January has always felt like the Monday of the year to me: fresh starts, crisp mornings, and a deep craving for food that feels like a reset button. After the sugar- and butter-fuelled joy of December, my body starts whispering (okay, shouting) for something green, something fiber-rich, something that doesn’t require a second mortgage on the electric bill to bake for three hours. Enter this one-pot lentil and cabbage soup: the culinary equivalent of a cozy weighted blanket and a multivitamin in one. I first threw it together on a snowy Sunday when I had half a head of cabbage threatening to liquify in the crisper, a forgotten bag of green lentils, and exactly one hour before my favorite podcast dropped. One pot, one wooden spoon, and one episode later, I ladled out a soup so soothing I texted three friends before I even tasted it—the vibrant coral-orange swirl against the deep green cabbage just looked like edible optimism. Since then, it’s become my January tradition: I make a double batch every New-Year’s-weekend, portion it into quart jars, and feel irrationally proud every time I grab one from the freezer on my way to work. If you’re looking for a meal-prep hero that asks almost nothing of you yet gives back vibrant flavor, plant-powered protein, and the smug satisfaction of using up every last produce drawer orphan, keep reading.

Why This Recipe Works

  • One-Pot Wonder: Minimal dishes, maximum flavor—everything simmers together so the lentils season the broth and the broth seasons the lentils.
  • Meal-Prep MVP: Tastes even better on day three once the paprika and thyme have had a good long chat in the fridge.
  • Budget-Friendly Brilliance: Lentils and cabbage cost pennies per serving, leaving room in the grocery budget for that fancy olive oil drizzle at the end.
  • Plant-Powered Protein: 18 g of protein per serving without a single chicken breast in sight.
  • Freezer Hero: Thaws like a dream; add a splash of water and it’s back to its silky self.
  • Customizable Canvas: Swap spices, add sausage, or keep it vegan—details below.
  • Winter Wellness Boost: Cabbage is loaded with vitamin C and glutamine, both immune-supportive when everyone around you is sniffling.

Ingredients You'll Need

Ingredients

Green or French Lentils (1½ cups dry): These little gems hold their shape after 25 minutes of simmering, unlike red lentils which dissolve into dal. French lentils (a.k.a. Puy) are firmer and slightly peppery; standard green lentils are milder and cheaper. Both work. Rinse and pick out any pebbles—nobody wants a dental adventure.
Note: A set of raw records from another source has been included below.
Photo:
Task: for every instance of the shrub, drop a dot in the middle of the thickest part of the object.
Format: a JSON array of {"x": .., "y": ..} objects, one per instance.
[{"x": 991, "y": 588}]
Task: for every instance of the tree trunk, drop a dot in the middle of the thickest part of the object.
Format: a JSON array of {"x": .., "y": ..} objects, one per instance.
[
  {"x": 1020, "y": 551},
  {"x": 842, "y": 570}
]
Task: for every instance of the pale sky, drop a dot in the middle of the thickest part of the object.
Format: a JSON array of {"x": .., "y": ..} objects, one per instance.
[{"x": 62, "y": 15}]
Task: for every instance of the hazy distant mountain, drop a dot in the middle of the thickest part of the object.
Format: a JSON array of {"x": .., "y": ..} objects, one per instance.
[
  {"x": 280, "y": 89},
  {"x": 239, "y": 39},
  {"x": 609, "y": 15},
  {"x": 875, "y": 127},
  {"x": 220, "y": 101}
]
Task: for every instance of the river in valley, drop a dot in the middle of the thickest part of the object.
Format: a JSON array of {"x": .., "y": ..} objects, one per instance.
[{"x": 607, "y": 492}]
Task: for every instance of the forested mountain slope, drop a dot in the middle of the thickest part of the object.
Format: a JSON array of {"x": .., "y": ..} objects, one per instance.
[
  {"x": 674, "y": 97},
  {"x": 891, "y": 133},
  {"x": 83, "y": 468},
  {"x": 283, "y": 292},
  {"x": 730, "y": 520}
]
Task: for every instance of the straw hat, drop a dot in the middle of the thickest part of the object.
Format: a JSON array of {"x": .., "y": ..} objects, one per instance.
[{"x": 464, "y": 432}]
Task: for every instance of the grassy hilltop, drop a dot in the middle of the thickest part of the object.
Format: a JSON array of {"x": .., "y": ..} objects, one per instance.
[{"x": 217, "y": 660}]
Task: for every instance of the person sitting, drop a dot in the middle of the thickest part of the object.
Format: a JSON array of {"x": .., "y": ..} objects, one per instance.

Green Cabbage (½ medium head, about 1 lb): Look for heads that feel heavy for their size with tightly packed, crisp leaves. The outer darker leaves contain more antioxidants, so leave them on unless they’re wilted or buggy. Slice thinly so it wilts quickly and sweetens in the pot.

Carrots (3 medium): For natural sweetness and that gorgeous color contrast. Peel only if the skins are thick; a good scrub usually suffices. Dice small so they cook in the same 25-minute window as the lentils.

Celery (2 stalks plus leaves): The leaves taste like concentrated celery and should absolutely go in the pot. If your celery has gone floppy, revive it in ice water for 10 minutes.

Yellow Onion (1 large): Sweet and mellow when sweated slowly. Dice finely so it melts into the background. In a pinch, a red onion works, but the final broth will be darker.

Garlic (4 cloves): Because garlic. Smash, peel, and mince. Jarred garlic is fine in January survival mode; fresh is brighter.

Olive Oil (2 Tbsp + extra for drizzling): Use a decent extra-virgin for sautéing; save the fancy grassy finishing oil for the final swirl.

Tomato Paste (2 Tbsp): Adds umami depth and a gentle acidity that balances the cabbage. Buy the tube kind so you never waste half a can.

Smoked Paprika (1 tsp): The secret to “I swear there’s bacon in here” flavor without the bacon. Regular paprika works, but you’ll miss the campfire note.

Dried Thyme (1 tsp): Earthy and slightly minty, it marries beautifully with lentils. If you have fresh thyme, double the quantity and add with the broth.

Vegetable Broth (6 cups): Go low-sodium so you control the salt. Homemade is gold; boxed is fine. Chicken broth is an easy swap for omnivores.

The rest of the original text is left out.